Presence is about paying attention, holding space for the other without judgement and listening whilst hearing. Do you know what the difference is between hearing and listening? Hearing is something innate, we are born with it, so we hear noises all the time. Listening is hearing with the intention to understand. Being truly present creates emotional intimacy and it’s a deal maker or breaker in a relationship.
So how do you become present? Glad you asked! Here are two very powerful exercises that when practiced over and over again will pay big dividends in your life and relationships.
Before you can be present with your partner, I would like for you to experience being present to yourself and get comfortable with that.
Stand in front of the mirror in the morning and look into your own eyes for 1 minute. Stay calm, relax your breathing and connect to yourself. When done, journal what comes up for you. Do the same thing at the end of the day. Repeat this every day and you will become more and more connected to yourself and then to others.

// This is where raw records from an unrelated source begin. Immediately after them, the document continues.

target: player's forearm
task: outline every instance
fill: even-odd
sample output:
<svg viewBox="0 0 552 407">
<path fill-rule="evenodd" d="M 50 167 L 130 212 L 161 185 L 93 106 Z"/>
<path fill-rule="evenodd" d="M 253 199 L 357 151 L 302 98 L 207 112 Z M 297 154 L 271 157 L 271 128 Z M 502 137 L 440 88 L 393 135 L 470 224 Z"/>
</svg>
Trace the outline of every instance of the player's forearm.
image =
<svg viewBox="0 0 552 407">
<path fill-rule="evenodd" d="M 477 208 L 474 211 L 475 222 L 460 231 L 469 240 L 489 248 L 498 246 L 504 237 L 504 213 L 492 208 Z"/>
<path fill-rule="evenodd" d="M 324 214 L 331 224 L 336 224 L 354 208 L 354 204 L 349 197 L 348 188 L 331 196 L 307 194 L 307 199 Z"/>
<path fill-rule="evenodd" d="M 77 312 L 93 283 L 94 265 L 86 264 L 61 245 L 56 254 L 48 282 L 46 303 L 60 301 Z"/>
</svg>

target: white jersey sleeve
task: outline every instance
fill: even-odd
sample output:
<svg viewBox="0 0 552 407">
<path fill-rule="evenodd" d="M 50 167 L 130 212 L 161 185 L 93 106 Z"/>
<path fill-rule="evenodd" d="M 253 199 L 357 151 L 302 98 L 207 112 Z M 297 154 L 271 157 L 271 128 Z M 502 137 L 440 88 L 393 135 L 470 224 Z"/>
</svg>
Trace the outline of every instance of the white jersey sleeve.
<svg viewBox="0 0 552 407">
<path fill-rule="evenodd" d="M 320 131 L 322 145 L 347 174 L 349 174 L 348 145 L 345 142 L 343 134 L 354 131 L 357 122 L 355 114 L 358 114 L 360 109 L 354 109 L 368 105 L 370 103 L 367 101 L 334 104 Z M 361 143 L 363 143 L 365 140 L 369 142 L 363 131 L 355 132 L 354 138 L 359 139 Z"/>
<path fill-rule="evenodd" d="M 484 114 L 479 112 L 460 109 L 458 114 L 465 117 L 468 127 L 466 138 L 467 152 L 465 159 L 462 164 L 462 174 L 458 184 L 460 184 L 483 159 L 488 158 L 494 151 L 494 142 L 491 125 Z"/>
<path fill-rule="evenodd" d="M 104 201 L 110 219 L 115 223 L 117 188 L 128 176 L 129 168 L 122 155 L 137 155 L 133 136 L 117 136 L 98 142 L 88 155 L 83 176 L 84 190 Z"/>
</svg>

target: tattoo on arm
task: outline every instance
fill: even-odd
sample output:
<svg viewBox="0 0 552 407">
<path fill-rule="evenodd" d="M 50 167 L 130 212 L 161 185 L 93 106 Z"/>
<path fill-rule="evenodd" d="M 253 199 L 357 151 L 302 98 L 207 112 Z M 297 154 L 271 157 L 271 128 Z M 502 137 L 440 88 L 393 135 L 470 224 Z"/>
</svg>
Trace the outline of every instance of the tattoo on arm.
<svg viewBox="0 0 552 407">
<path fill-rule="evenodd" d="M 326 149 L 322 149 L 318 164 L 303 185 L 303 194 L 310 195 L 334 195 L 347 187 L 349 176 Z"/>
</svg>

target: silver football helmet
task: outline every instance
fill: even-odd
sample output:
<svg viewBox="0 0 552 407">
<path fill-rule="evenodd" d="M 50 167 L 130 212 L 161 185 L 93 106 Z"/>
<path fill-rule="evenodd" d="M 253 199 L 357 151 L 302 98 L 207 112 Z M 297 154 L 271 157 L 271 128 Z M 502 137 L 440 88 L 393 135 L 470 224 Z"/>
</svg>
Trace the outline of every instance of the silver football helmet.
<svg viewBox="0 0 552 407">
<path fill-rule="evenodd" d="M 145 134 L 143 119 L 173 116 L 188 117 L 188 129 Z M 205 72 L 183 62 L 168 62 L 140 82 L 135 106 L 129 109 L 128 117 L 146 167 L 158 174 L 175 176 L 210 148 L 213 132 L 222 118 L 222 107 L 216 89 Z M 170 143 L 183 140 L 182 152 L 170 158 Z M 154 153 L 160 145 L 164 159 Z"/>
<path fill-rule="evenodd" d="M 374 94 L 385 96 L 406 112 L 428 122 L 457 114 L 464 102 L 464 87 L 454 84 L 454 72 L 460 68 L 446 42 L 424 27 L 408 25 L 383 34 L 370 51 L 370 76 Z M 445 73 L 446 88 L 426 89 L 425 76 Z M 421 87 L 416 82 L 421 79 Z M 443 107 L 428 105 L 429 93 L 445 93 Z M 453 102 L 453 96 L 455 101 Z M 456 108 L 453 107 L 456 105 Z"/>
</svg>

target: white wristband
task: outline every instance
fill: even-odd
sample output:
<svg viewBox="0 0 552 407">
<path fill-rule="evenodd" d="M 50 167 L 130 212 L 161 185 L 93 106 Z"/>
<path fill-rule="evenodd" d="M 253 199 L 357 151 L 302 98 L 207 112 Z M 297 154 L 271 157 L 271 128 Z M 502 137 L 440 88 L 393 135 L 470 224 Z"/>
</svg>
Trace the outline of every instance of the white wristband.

Next, invite your partner to join you for a very powerful exercise. Sit down in front of each other, body soft and relaxed, breathing slow and deep. Keep eye contact that should be at the same level at all times (as it is not a stare down, the gaze and facial expressions should be soft and inviting). The whole purpose of the exercise is to just BE there for your partner. If tears happen to roll or either of your starts laughing, just let it play out. It is where emotional connection starts to take place. There is no touching, talking, comforting whilst you hold space for your partner. Start with 1 minute and then increase to 2, 3 and 5 minutes.
When done, share with each other what came up for you.
These powerful exercises create deeper connection, better communication and ultimately more clarity for your relationship. Enjoy!